BASF commissions new BioHub fermentation plant for crop protection products in Ludwigshafen
BASF Agricultural Solutions has commissioned a new BioHub fermentation plant in Ludwigshafen. The company says in-house production of biological active ingredients should strengthen supply resilience and expand its crop protection portfolio.

BASF Agricultural Solutions said on May 11 that it had commissioned a new BioHub fermentation plant at its Ludwigshafen site in Germany. The project is focused on biological and biotechnology-based crop protection products and, according to the company, represents an investment in the high double-digit million-euro range. For the farm input market, that matters because major suppliers are still putting fresh industrial capacity behind biological crop protection.
The new facility will manufacture biological fungicides and biological seed treatment products. BASF said this should give farmers broader access to solutions that fit into sustainable and integrated crop protection programmes. This is not a pilot-scale announcement: the company described the site as a fully commissioned production unit already moved into commercial operation.
Fermentation is the core process at the plant, with microorganisms converting renewable raw materials such as glucose into the desired active substances. BASF said commercial production of key biological ingredients started this year. Those include Bacillus amyloliquefaciens, the basis of the biological fungicide Serifel, and the main building block of Inscalis, a novel insecticide based on the fungal strain Penicillium coprobium.
BASF explicitly linked the move to in-house fermentation with stronger execution and more resilient supply chains. By bringing production inside its own manufacturing network, the company says it can improve flexibility, scale up biotechnology innovations faster and reduce dependence on outside processors. That is particularly relevant for agriculture at a time when crop protection supply chains remain exposed to logistics disruptions and capacity bottlenecks.
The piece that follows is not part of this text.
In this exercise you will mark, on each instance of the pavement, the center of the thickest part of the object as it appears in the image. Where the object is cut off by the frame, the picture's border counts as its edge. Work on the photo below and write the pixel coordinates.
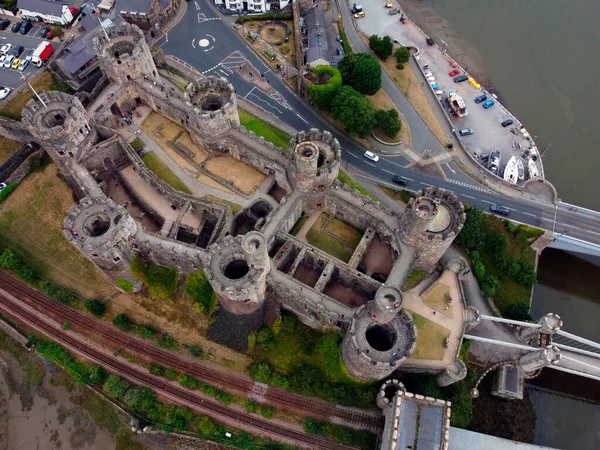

Management described the BioHub start-up as a step forward for industrial biotechnology in agriculture. BASF also argued that the global market for biological crop protection continues to grow steadily and that the new fermentation platform will help the company expand its BioSolutions portfolio while ensuring more dependable deliveries to customers. In practical terms, BASF is positioning itself more aggressively in the biological segment, not only in conventional chemical crop protection.
The wider scale of BASF’s agricultural business helps explain why the investment is notable. The company said it invested 990 million euros in research and development in 2025, while Agricultural Solutions generated sales of 9.6 billion euros that year. Seen in that context, the BioHub launch looks less like a stand-alone factory announcement and more like part of a longer-term strategy built around biological products, industrial control and supply security for farmers.